The federal law includes an expansion of Medicaid to include adults with income up to 133 percent of the federal poverty level.

Jindal has said the current Medicaid system is “broken” and states need to be given more flexibility to develop programs that meet needs. He favors a private sector-based plan. Jindal also has argued that the expansion is too costly for the state.

The federal government pays 100 percent of costs for the first three years, beginning in 2014, after which states pick up a fraction of the costs, no more than 10 percent under the Affordable Care Act.

State health Secretary Bruce Greenstein underscored Jindal’s opposition to the change, calling it “a massive entitlement expansion” that “weakens the private insurance market.”
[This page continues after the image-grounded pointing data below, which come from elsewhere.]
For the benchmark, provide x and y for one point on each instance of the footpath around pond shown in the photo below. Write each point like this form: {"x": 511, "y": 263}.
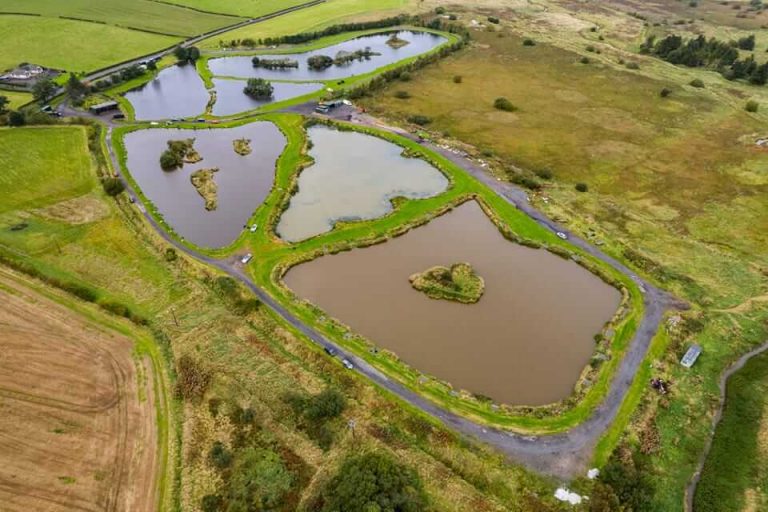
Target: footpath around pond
{"x": 565, "y": 455}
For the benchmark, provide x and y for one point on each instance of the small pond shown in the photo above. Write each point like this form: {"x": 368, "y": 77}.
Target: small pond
{"x": 418, "y": 43}
{"x": 354, "y": 177}
{"x": 525, "y": 342}
{"x": 243, "y": 181}
{"x": 230, "y": 98}
{"x": 176, "y": 92}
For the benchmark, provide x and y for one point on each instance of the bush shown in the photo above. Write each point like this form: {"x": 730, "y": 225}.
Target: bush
{"x": 326, "y": 405}
{"x": 419, "y": 119}
{"x": 374, "y": 482}
{"x": 112, "y": 186}
{"x": 192, "y": 378}
{"x": 170, "y": 160}
{"x": 258, "y": 88}
{"x": 503, "y": 103}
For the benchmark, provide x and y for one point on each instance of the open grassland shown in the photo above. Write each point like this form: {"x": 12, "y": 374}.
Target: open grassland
{"x": 79, "y": 409}
{"x": 43, "y": 166}
{"x": 145, "y": 15}
{"x": 246, "y": 8}
{"x": 733, "y": 478}
{"x": 677, "y": 188}
{"x": 252, "y": 362}
{"x": 16, "y": 98}
{"x": 313, "y": 18}
{"x": 72, "y": 45}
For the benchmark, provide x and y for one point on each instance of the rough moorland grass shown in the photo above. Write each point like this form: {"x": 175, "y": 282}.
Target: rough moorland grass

Greenstein said there would be 467,000 new Medicaid enrollees, of which 187,000 people are on the private insurance rolls today.

Morrish asked Greenstein about potential penalties that employers would be exposed to if there’s no Medicaid expansion mentioned in an Affordable Care Act overview by Petula Workman, area vice president of Gallagher Benefit Services Inc.

“We have not forecast what likely penalties would be,” Greenstein said. He said it depends on a lot of factors.

“I have a concern for our employers this may be something they may be quite unaware of without the Medicaid expansion,” Morrish said.

“It could be a hidden cost to employers,” said state Sen. Gary Smith, D-Norco.

Jan Moller, director of the Louisiana Budget Project, said the Medicaid expansion could reduce the number of uninsured in Louisiana by 60 percent, most of them working age adults. One in four working age adults in Louisiana do not have insurance, he said.

No Medicaid expansion would leave a “significant coverage gap” for adults with income below 100 percent of the poverty level, Moller said. “A coverage gap means a care gap,” he said.

While there would be an estimated $1.2 billion added state costs over time associated with the expansion, it would be offset by $1.1 billion in reduced uncompensated care spending, he said

Supporting expansion were representatives of AARP Louisiana, the Louisiana Campaign for Health Care for Everyone, the Public Affairs Research Council, Louisiana chapters of the National Multiple Sclerosis Society, the Mental Health of America, the Louisiana AIDS Advocacy Network, the American Cancer Society and other health care advocates who waited for hours to talk.

“As many 400,000 Louisianians could gain better access to health care with Medicaid expansion,” said Alma Stewart, president of the Louisiana Center for Health Equity. “Many of the people are working and don’t have access to affordable coverage today.”

“We encourage you to consider it ... for the financial advantage, increased access to health care and health care insurance. This will save lives,” said Andrew Muhl, director of Louisiana’s division of the Cancer Society.